No deal after five-hour Kremlin meeting: A summit in Moscow between Vladimir Putin and U.S. envoys Steve Witkoff and Jared Kushner ended without a compromise, Kremlin aide Yuri Ushakov said. Key disagreements remain over Ukraine's NATO ambitions and Russian demands for territory in the Donbas. Both sides say talks will continue, but NATO officials see little sign Russia will make meaningful concessions.

Five-Hour Kremlin Talks With US Envoys End Without Ukraine Peace Breakthrough, Putin Aide Says

Five hours of high-level talks in the Kremlin between Russian President Vladimir Putin and senior U.S. envoys ended on Tuesday without a breakthrough on a proposed peace agreement for Ukraine, Kremlin aide Yuri Ushakov said early Wednesday.

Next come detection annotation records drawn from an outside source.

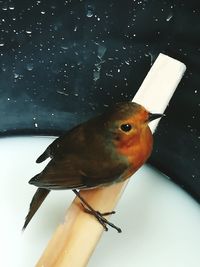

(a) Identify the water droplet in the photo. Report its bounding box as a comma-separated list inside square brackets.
[61, 45, 69, 50]
[2, 4, 8, 11]
[86, 4, 95, 18]
[166, 13, 173, 21]
[9, 5, 15, 10]
[26, 63, 33, 71]
[97, 44, 107, 58]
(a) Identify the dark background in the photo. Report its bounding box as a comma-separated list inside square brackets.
[0, 0, 200, 201]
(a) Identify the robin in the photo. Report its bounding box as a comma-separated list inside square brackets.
[23, 102, 163, 232]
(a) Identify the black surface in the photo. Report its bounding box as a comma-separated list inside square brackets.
[0, 0, 200, 201]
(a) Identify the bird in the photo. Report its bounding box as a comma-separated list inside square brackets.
[22, 101, 163, 232]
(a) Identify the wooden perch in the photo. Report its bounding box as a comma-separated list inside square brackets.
[36, 54, 186, 267]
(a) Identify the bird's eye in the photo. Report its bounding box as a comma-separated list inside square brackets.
[120, 123, 132, 132]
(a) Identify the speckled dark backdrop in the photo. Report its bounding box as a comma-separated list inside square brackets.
[0, 0, 200, 201]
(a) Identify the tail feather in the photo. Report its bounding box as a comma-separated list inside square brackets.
[36, 152, 50, 163]
[22, 188, 50, 231]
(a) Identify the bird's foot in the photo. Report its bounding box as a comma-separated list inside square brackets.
[81, 203, 122, 233]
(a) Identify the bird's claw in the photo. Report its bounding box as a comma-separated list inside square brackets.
[81, 203, 122, 233]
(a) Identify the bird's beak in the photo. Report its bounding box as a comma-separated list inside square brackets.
[148, 113, 165, 122]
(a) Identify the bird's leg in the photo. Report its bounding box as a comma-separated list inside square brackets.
[81, 203, 116, 216]
[73, 189, 122, 233]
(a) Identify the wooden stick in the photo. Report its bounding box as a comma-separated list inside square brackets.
[36, 54, 186, 267]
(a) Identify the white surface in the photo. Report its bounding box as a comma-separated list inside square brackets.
[0, 137, 200, 267]
[133, 53, 186, 132]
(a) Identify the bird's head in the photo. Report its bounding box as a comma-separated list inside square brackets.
[106, 102, 163, 140]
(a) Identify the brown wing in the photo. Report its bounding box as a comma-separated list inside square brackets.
[29, 157, 126, 189]
[30, 122, 128, 189]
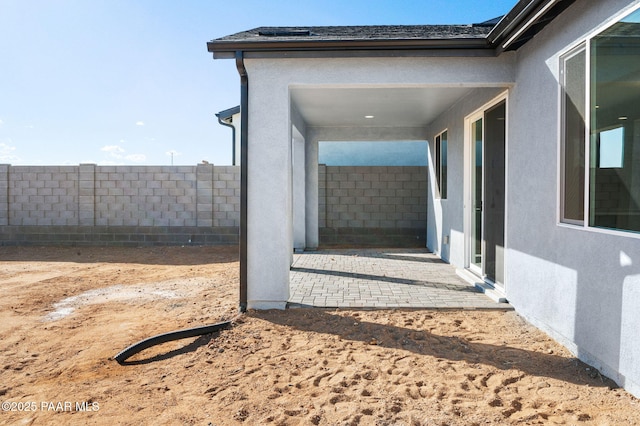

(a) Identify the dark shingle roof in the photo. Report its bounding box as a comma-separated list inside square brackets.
[214, 25, 491, 43]
[207, 0, 575, 58]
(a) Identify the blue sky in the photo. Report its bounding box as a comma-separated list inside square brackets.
[0, 0, 516, 165]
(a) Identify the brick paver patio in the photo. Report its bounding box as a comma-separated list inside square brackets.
[289, 249, 512, 309]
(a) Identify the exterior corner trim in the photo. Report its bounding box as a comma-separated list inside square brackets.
[234, 50, 249, 312]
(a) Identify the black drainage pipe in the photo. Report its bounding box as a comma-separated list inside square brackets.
[113, 321, 232, 365]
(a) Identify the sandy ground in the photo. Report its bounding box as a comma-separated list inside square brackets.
[0, 243, 640, 426]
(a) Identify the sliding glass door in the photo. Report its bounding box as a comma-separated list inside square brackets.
[469, 100, 506, 287]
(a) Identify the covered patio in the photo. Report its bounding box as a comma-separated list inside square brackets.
[288, 248, 513, 310]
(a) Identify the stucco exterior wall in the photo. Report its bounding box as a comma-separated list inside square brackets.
[506, 0, 640, 396]
[244, 54, 514, 309]
[427, 87, 507, 268]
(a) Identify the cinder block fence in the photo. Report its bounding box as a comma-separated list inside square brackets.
[0, 164, 427, 247]
[0, 164, 240, 246]
[318, 164, 428, 247]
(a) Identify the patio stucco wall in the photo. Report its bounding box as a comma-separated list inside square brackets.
[244, 54, 514, 309]
[506, 0, 640, 396]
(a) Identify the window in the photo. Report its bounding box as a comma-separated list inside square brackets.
[435, 130, 447, 200]
[560, 5, 640, 232]
[561, 45, 586, 224]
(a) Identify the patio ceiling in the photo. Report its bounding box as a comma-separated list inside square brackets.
[291, 86, 472, 127]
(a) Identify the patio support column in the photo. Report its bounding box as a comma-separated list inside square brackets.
[291, 126, 306, 250]
[305, 131, 320, 250]
[245, 60, 293, 309]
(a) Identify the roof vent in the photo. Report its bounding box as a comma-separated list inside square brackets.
[258, 28, 311, 37]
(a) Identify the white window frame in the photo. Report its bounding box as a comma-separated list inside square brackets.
[557, 4, 640, 239]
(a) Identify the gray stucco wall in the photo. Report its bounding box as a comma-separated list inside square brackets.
[427, 87, 507, 268]
[506, 0, 640, 396]
[0, 164, 240, 244]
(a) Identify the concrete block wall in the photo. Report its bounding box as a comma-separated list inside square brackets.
[4, 166, 78, 226]
[318, 165, 427, 246]
[0, 164, 240, 245]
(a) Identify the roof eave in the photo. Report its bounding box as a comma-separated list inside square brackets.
[487, 0, 575, 53]
[207, 37, 492, 59]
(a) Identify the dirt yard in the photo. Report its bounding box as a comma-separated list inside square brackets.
[0, 247, 640, 426]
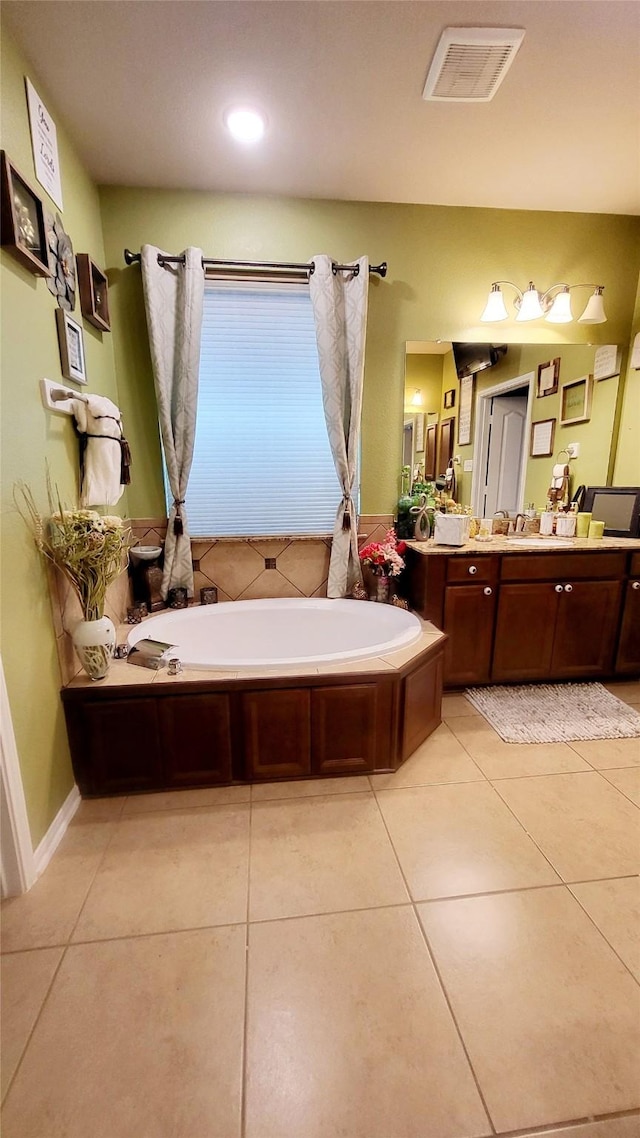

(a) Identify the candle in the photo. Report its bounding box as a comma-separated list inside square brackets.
[575, 513, 591, 537]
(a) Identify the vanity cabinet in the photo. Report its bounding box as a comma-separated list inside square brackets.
[491, 580, 621, 683]
[408, 550, 628, 687]
[615, 553, 640, 676]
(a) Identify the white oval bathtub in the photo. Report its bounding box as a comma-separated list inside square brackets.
[128, 597, 421, 668]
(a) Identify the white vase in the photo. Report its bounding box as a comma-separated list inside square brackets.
[71, 617, 116, 679]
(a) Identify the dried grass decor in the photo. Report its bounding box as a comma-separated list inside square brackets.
[14, 477, 131, 620]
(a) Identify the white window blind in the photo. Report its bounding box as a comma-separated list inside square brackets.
[179, 281, 342, 537]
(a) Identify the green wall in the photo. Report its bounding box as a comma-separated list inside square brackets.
[0, 26, 126, 846]
[613, 281, 640, 486]
[100, 187, 640, 516]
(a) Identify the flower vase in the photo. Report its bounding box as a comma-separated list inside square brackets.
[375, 575, 389, 604]
[71, 617, 116, 679]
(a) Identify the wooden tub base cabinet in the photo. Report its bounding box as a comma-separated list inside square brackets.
[61, 636, 445, 798]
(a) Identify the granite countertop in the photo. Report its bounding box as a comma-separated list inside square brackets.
[405, 534, 640, 556]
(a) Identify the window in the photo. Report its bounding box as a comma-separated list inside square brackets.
[179, 281, 342, 537]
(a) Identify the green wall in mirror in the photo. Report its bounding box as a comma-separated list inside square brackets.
[404, 336, 620, 506]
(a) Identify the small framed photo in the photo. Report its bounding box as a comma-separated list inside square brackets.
[0, 150, 51, 277]
[560, 376, 593, 427]
[56, 308, 87, 384]
[528, 419, 556, 459]
[536, 356, 560, 399]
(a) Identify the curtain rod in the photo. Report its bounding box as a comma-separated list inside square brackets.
[124, 249, 387, 277]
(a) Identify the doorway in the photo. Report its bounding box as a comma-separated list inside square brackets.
[471, 372, 534, 518]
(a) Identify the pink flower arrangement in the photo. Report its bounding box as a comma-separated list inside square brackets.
[360, 529, 407, 577]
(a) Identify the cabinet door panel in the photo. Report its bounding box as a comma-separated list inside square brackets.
[616, 582, 640, 675]
[491, 582, 558, 681]
[77, 699, 163, 794]
[311, 684, 378, 775]
[241, 687, 311, 780]
[444, 585, 497, 687]
[551, 580, 622, 678]
[158, 693, 231, 786]
[400, 652, 443, 762]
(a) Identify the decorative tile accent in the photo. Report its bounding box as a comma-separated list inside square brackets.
[278, 541, 329, 596]
[200, 542, 264, 601]
[236, 569, 305, 601]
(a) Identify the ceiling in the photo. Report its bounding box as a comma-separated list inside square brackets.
[2, 0, 640, 214]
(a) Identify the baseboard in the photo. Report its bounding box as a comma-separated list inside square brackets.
[33, 783, 82, 876]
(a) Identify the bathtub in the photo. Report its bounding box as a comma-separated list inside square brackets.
[128, 597, 421, 670]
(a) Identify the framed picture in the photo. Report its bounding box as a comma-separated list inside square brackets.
[56, 308, 87, 384]
[528, 419, 556, 459]
[560, 376, 593, 427]
[458, 376, 474, 446]
[425, 423, 437, 481]
[535, 356, 560, 399]
[0, 150, 51, 277]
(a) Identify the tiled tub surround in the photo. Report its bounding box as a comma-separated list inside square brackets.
[49, 514, 393, 685]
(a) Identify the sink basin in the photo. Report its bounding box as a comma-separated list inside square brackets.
[506, 534, 573, 550]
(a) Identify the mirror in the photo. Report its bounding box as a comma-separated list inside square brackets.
[403, 330, 620, 517]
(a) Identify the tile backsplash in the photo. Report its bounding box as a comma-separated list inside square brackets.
[49, 514, 393, 684]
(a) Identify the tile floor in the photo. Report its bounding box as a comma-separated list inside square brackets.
[2, 683, 640, 1138]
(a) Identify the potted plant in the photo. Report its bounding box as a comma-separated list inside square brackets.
[14, 485, 131, 679]
[360, 529, 407, 602]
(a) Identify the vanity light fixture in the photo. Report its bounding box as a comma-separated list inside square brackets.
[481, 281, 607, 324]
[224, 107, 265, 146]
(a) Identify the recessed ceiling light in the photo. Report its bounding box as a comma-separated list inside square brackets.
[224, 107, 264, 145]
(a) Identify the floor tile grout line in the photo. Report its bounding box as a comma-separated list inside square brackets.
[1, 945, 68, 1105]
[567, 881, 640, 987]
[239, 800, 253, 1138]
[490, 770, 576, 884]
[366, 799, 497, 1135]
[596, 767, 640, 810]
[67, 822, 126, 945]
[487, 1106, 640, 1138]
[6, 873, 638, 957]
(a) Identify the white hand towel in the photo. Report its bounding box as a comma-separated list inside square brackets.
[73, 395, 124, 506]
[551, 462, 569, 490]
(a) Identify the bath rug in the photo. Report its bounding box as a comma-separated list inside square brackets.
[465, 684, 640, 747]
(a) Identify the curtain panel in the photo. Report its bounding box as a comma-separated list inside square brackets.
[141, 245, 205, 600]
[309, 254, 369, 597]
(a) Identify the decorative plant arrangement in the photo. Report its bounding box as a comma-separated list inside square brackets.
[14, 484, 131, 679]
[360, 529, 407, 601]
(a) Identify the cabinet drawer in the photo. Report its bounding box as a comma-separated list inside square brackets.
[446, 554, 499, 585]
[501, 552, 625, 580]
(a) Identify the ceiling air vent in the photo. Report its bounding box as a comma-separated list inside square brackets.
[422, 27, 525, 102]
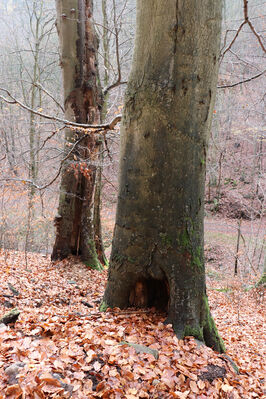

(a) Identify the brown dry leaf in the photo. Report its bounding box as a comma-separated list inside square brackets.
[197, 380, 205, 389]
[39, 373, 61, 387]
[175, 390, 190, 399]
[189, 381, 199, 393]
[221, 384, 234, 392]
[5, 384, 22, 396]
[93, 360, 102, 371]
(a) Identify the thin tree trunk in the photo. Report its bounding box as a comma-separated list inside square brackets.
[101, 0, 224, 352]
[52, 0, 102, 268]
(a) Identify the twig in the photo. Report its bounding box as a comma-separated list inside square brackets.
[0, 87, 122, 133]
[220, 0, 266, 62]
[217, 70, 266, 89]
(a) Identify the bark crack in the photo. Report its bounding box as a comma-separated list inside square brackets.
[174, 0, 179, 54]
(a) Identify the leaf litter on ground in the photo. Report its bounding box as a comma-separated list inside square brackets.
[0, 251, 266, 399]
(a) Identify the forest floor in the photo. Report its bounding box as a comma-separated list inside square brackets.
[0, 220, 266, 399]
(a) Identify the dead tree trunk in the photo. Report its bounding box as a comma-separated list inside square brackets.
[52, 0, 102, 268]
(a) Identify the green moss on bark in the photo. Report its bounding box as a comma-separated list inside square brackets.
[184, 325, 204, 341]
[83, 240, 104, 271]
[202, 295, 226, 353]
[99, 301, 109, 312]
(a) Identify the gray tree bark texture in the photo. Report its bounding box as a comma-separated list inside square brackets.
[52, 0, 102, 268]
[101, 0, 225, 352]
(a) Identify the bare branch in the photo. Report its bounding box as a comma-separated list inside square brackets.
[220, 0, 266, 61]
[217, 70, 266, 89]
[0, 87, 122, 133]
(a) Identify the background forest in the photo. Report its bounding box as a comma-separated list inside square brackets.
[0, 0, 266, 399]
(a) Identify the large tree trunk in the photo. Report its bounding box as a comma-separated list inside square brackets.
[101, 0, 224, 351]
[52, 0, 102, 268]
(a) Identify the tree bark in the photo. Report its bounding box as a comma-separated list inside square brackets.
[101, 0, 224, 352]
[52, 0, 102, 268]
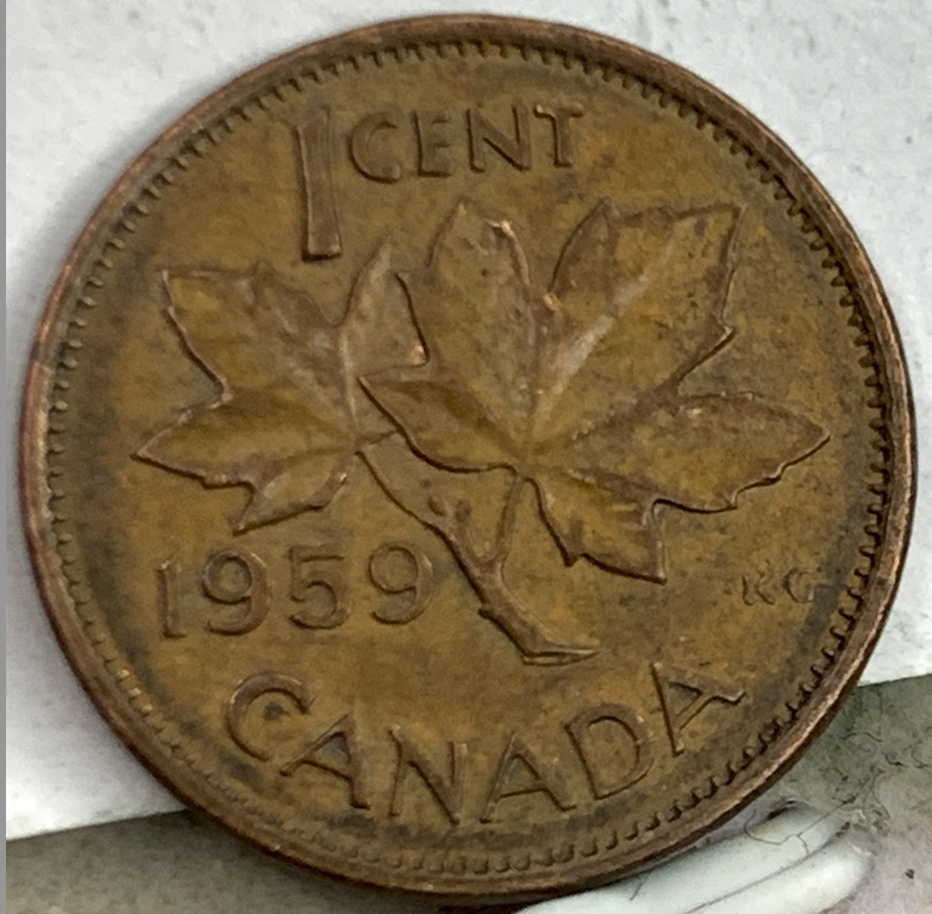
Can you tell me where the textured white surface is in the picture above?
[7,0,932,837]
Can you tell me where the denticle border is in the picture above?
[21,17,915,896]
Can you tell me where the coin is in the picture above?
[21,17,914,898]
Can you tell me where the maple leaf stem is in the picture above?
[482,473,527,571]
[360,447,595,664]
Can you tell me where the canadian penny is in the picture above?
[22,17,914,899]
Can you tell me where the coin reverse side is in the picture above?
[22,17,914,898]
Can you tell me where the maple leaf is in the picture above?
[137,245,423,532]
[362,201,827,581]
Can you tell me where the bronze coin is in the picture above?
[22,17,914,898]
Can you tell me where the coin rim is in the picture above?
[19,15,916,900]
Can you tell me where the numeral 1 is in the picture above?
[294,106,343,260]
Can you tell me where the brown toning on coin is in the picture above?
[22,17,914,899]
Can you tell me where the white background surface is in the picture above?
[7,0,932,838]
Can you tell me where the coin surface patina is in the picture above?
[22,17,913,898]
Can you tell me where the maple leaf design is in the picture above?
[362,201,827,584]
[136,245,423,532]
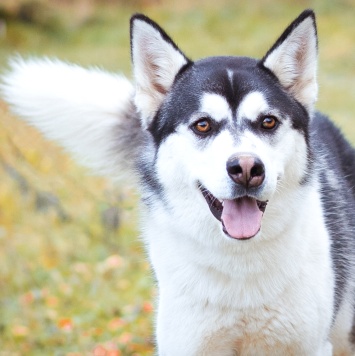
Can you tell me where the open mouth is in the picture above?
[199,184,267,240]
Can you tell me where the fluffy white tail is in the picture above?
[1,58,143,177]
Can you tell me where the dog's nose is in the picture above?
[227,154,265,188]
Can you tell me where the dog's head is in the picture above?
[131,10,317,239]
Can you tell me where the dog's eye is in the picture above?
[261,116,278,130]
[192,118,212,134]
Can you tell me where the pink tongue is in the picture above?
[222,197,263,239]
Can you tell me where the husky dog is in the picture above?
[2,10,355,356]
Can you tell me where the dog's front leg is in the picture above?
[156,295,235,356]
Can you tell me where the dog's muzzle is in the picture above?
[199,153,267,240]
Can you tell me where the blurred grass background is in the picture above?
[0,0,355,356]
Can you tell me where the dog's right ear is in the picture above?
[131,14,191,128]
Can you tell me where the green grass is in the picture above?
[0,0,355,355]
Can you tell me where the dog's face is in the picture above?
[131,12,317,240]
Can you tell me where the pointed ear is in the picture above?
[262,10,318,112]
[131,14,190,128]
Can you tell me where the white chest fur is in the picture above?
[145,184,334,355]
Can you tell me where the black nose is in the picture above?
[227,154,265,188]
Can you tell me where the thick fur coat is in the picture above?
[2,10,355,356]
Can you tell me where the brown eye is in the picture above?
[192,119,212,134]
[261,116,278,130]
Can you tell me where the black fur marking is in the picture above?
[311,113,355,314]
[149,57,309,145]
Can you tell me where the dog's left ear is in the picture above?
[131,14,190,128]
[261,10,318,112]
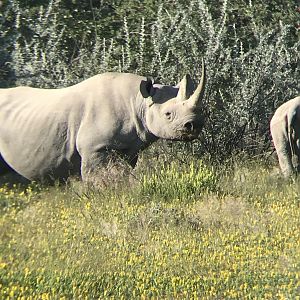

Ushakov characterized the meeting with U.S. special envoy Steve Witkoff and Jared Kushner as "very useful, constructive, and highly substantive," but said "a compromise option was not found." He added that some American proposals appeared "more or less acceptable" and will require further discussion, while other points "do not suit us."

Key sticking points

  • Russia insists that Ukraine formally renounce plans to join NATO.
  • Moscow demands territorial concessions in the Donbas region, which it has partially annexed.
  • Broader Russian requests include security guarantees and recognition of territorial changes that Kyiv and many European partners reject as curtailing Ukrainian sovereignty.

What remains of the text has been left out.